By the time Holdsclaw found herself in front of a judge, the charges had again multiplied, as she was charged in a criminal complaint with the five felony offenses she is now facing: aggravated assault (O.C.G.A  §16-5-21), aggravated assault with a deadly weapon (O.C.G.A  §16-5-21), two counts of criminal damage to property -– one in the first degree (O.C.G.A  §16-7-22) and one in the second (O.C.G.A  §16-7-23) -- and one count of possession of a firearm during the commission of a felony (O.C.G.A  §16-11-106). Holdsclaw faces a prison sentence of not less than one year in prison if she is convicted of any of the charges and as many as 60 years in state prison if convicted on all counts and if the statutory sentences were to run consecutively.

In addition, Holdsclaw, currently a resident of Smyrna, Ga., stating she was acting on advice of her attorney, declined to be interviewed by the court’s pretrial services officer, leading that officer to conclude she was a flight risk and recommend against pretrial release, because her address, date of birth and other information could not be verified. After hearing arguments from both sides, the court ruled that the conduct described in the warrant affidavits and criminal complaint supported a finding that Holdsclaw represented a danger to the community, leading to an order for bond ten times the amount initially reported by many media outlets, as well as monitoring with an ankle bracelet and a keep-away order protecting Lacy, her family and her close associates from being contacted by Holdsclaw.

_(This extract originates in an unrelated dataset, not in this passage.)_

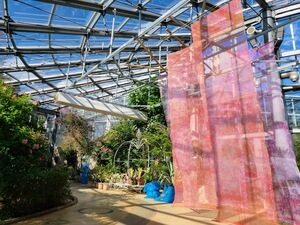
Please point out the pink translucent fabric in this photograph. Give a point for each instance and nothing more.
(221, 143)
(286, 177)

The experience appears to have cost Holdsclaw’s attorney, Steven Weiner, the confidence of his client. Weiner declined repeated calls from Full Court for comment over the past week, and an associate in his office informed us last week that he had been replaced as counsel by “a famous celebrity attorney,” whose name she could not or would not provide. Though at this time Weiner remains as the only attorney to have entered an appearance for the defense in the court records, Holdsclaw is expected to have a new lawyer at her side when the appears in court Friday morning.

In what some might view as the one bright note in an otherwise increasingly gloomy picture, the District Attorney’s Office dropped one of the charges on the morning of Holdsclaw’s initial court appearance, declining prosecution on the misdemeanor reckless conduct charge. But in practice that might be yet another piece of bad news for Holdsclaw and her new defense team. Prosecutors often charge both a felony and a misdemeanor when contemplating a plea deal that would allow the accused to plead to the lesser charge. Though the misdemeanor misconduct charge can be resurrected any time before a jury is empaneled and double jeopardy attaches, taking the misdemeanor count off the table at this juncture in fact signals an increased commitment on the part of the prosecution to pursuing the more serious felony charges.

Friday’s upcoming proceedings, known in Georgia as the “All Purpose Hearing,” are expected to be ministerial in nature, according to the Fulton County District Attorney’s Office. Though the All Purpose Hearing can include the presentation of plea deals and, when the defendant remains in custody, may also encompass a preliminary hearing in which the prosecution presents an overview of its trial evidence to the judge, who then determines whether there is sufficient evidence to proceed to trial, neither is expected to occur this Friday.

It is also not unusual for criminal defendants, especially those free on bond, to seek postponement of the All-Purpose Hearing or at times to waive the hearing all together. But as of Wednesday afternoon, the District Attorney was still planning to move forward with the case.

“As far as we are aware, the All Purpose Calendar (APC) set for Friday is still scheduled. APC hearings are automatically set for two weeks following a First Appearance hearing and are essentially ‘case status’ proceedings,” Yvette Jones, director of public affairs for the Office of the Fulton County District Attorney told Full Court in an email Wednesday, adding that prosecutors had yet to hear from any new attorney purporting to represent Holdsclaw.

“This case is currently under investigation pending indictment. That is the status the State intends to report on Friday,” Jones added.